In embedded/driver development we use meaning 2. Under this meaning, it’s reasonable (if unusual) to want a laid-out-as-written type (such as a register set) to take an otherwise unbound type parameter, requiring the use of PhantomData. (I am attempting to use this to model the distinctions between the six different timer-counter flavors on the STM32F4, for example.)
Because PhantomData is a lang item, I can’t define my own equivalent of it bearing #[repr(C)] (and still link with core).
This same set of problems applies to UnsafeCell, something that comes up in discussions of the right way to model “volatile” register accesses in Rust (e.g. here). UnsafeCell is not #[repr(C)], so it can’t be used to safely model parts of layout-sensitive aggregate types. What do I mean by this? Here is a lightly-contrived example derived from @huon’s suggestions from that thread:
#[repr(C, packed)]
struct Volatile<T> {
val: UnsafeCell<T>,
}
impl<T> Volatile<T> {
pub fn get(&self) -> T { ... }
pub fn set(&self, v: T) { ... }
}
#[repr(C, packed)]
struct Registers {
a: Volatile<u32>,
b: Volatile<u32>,
...
}
UnsafeCell is more complicated than PhantomData because its ability to be #[repr(C)] depends on whether its type parameter is #[repr(C)].

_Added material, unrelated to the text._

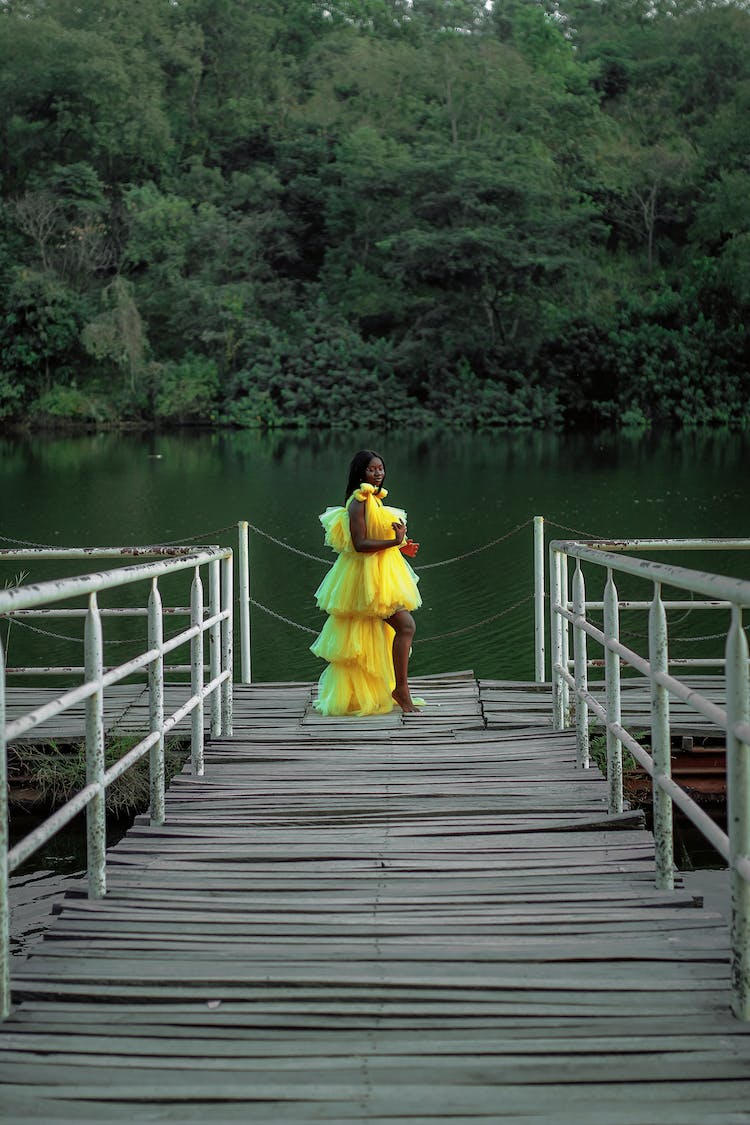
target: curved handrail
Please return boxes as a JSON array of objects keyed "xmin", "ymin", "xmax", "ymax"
[{"xmin": 549, "ymin": 536, "xmax": 750, "ymax": 1019}]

Like PhantomData, UnsafeCell is a lang item, so I can’t replace it (at least if I want to link with core).
So:
-
Is there a way we could enable the use of phantom type parameters in #[repr(C)] types? For example, could we mark PhantomData as #[repr(C)] – would this hurt anything?
-
Should there be a way to indicate conditional #[repr(C)] that can degrade, e.g. "UnsafeCell<T> is #[repr(C)] iff T is #[repr(C)]?" Sort of like noexcept in modern C++. (In practice, improper_ctypes being a warning rather than an error by default almost achieves this for all uses of #[repr(C)]… but that’s not the right answer.)